This order can be important, if you’re expecting the value of a property to be influenced by another property.
And you can even stream property-by-property, if you don’t want to wait until the full output is generated. The game is pretty fun now! Almost ready to share with my friends. But I notice the names of the NPCs aren’t exactly what I had in mind. I would prefer to have a first and last name.
We can use a guide for this, but this time just provide a natural language description.
We can say our name should be a “full name”.
And this is effectively another way of prompting. Instead of having to describe different properties in your prompt, you can do it directly in your Generable type. And it gives the model a stronger relation for what these descriptions are tied to.
If we walk around in our game now, we’ll checkout these new names in action.

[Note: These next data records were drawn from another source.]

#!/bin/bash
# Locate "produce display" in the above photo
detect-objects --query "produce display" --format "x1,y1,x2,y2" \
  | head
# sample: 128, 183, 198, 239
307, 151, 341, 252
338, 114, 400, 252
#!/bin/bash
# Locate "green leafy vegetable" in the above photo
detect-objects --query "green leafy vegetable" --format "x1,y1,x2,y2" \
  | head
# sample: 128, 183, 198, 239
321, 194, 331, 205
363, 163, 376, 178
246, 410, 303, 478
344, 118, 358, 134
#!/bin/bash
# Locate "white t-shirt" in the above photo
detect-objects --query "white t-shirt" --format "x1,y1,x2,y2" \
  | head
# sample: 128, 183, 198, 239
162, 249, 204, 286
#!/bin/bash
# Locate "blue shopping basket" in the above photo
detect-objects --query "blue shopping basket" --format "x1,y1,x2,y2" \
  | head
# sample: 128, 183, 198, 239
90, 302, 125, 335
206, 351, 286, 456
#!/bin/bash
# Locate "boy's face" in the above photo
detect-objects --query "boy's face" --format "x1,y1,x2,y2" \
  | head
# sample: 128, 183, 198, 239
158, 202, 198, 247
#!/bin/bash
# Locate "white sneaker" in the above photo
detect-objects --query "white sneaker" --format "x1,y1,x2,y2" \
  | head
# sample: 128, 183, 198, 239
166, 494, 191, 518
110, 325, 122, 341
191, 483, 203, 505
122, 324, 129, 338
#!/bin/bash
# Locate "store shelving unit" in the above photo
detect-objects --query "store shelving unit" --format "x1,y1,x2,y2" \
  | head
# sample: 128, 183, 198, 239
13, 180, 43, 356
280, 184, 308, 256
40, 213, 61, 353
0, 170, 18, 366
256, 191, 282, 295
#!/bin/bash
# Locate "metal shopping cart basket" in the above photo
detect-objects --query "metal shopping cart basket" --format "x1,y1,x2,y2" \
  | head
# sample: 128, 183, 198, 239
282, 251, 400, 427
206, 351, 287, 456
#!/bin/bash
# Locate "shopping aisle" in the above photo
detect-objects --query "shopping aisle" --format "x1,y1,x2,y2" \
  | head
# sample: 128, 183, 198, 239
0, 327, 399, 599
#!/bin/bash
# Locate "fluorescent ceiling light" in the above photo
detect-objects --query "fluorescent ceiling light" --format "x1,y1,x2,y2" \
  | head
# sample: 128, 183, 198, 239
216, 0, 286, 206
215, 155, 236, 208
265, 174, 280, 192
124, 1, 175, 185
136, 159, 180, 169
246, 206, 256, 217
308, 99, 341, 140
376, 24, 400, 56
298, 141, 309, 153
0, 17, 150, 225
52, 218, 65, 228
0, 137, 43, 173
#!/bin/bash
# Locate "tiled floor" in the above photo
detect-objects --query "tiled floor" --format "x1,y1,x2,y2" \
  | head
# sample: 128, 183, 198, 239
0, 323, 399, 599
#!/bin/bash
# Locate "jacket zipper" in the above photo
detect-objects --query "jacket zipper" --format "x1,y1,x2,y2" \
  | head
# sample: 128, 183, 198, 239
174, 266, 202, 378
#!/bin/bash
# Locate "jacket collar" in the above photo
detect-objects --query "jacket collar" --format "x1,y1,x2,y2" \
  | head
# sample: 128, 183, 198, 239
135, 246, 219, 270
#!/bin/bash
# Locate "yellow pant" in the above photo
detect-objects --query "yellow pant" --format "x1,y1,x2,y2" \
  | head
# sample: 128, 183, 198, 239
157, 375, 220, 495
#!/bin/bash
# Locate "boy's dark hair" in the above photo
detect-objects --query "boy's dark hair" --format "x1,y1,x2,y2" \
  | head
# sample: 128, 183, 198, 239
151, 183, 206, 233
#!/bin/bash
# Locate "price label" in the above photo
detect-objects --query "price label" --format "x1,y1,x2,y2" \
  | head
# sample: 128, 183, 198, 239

Here’s an overview of all the guides you can apply to different types.
With common numerical types, like int, you can specify the minimum, maximum or a range. And with array, you can control the count, or specify guides on the array’s element type.
For String, you can let the model pick from an array with anyOf, or even constrain to a regex pattern.
A regex pattern guide is especially powerful. You may be familiar with using a regex for matching against text. But with Foundation Models, you can use a regex pattern to define the structure of a string to generate. For example, you can constrain the name to a set of prefixes.
And you can even use the regex builder syntax! If this renews your excitement in regex, make sure to watch the timeless classic “Meet Swift Regex” from a few years ago.
To recap, Generable is a macro that you can apply to structs and enums, and it gives you a reliable way to get structured output from the model. You don’t need to worry about any of the parsing, and to get even more specific output, you can apply guides to your properties.
So Generable is great when you know the structure at compile time.
The macro generates the schema for you, and you get an instance of your type as output. But sometimes you only know about a structure at runtime. That’s where dynamic schemas can help.
I’m adding a level creator to my game, where players can dynamically define entities to encounter while walking around in the game. For example, a player could create a riddle structure. Where a riddle has a question, and multiple choice answers. If we knew this structure at compile time, we could simply define a Generable struct for it. But our level creator allows for creating any structure the player can think of.
We can use DynamicGenerationSchema to create a schema at runtime.
Just like a compile-time defined struct, a dynamic schema has a list of properties. We can add a level creator, that can take a player’s input.
Each property has a name and its own schema, which defines its type. You can use the schema for any Generable type, including built-in types, such as String.
A dynamic schema can contain an array, where you then specify a schema for the element of the array. And importantly, a dynamic schema can have references to other dynamic schemas.
So here, our array can reference a custom schema that is also defined at runtime.
From the user’s input, we can create a riddle schema, with two properties.
The first is the question, which is a string property. And secondly, an array property, of a custom type called Answer.
And we'll then create the answer. This has a string and boolean property.
Note that the riddle’s answers property refers to the answer schema by its name.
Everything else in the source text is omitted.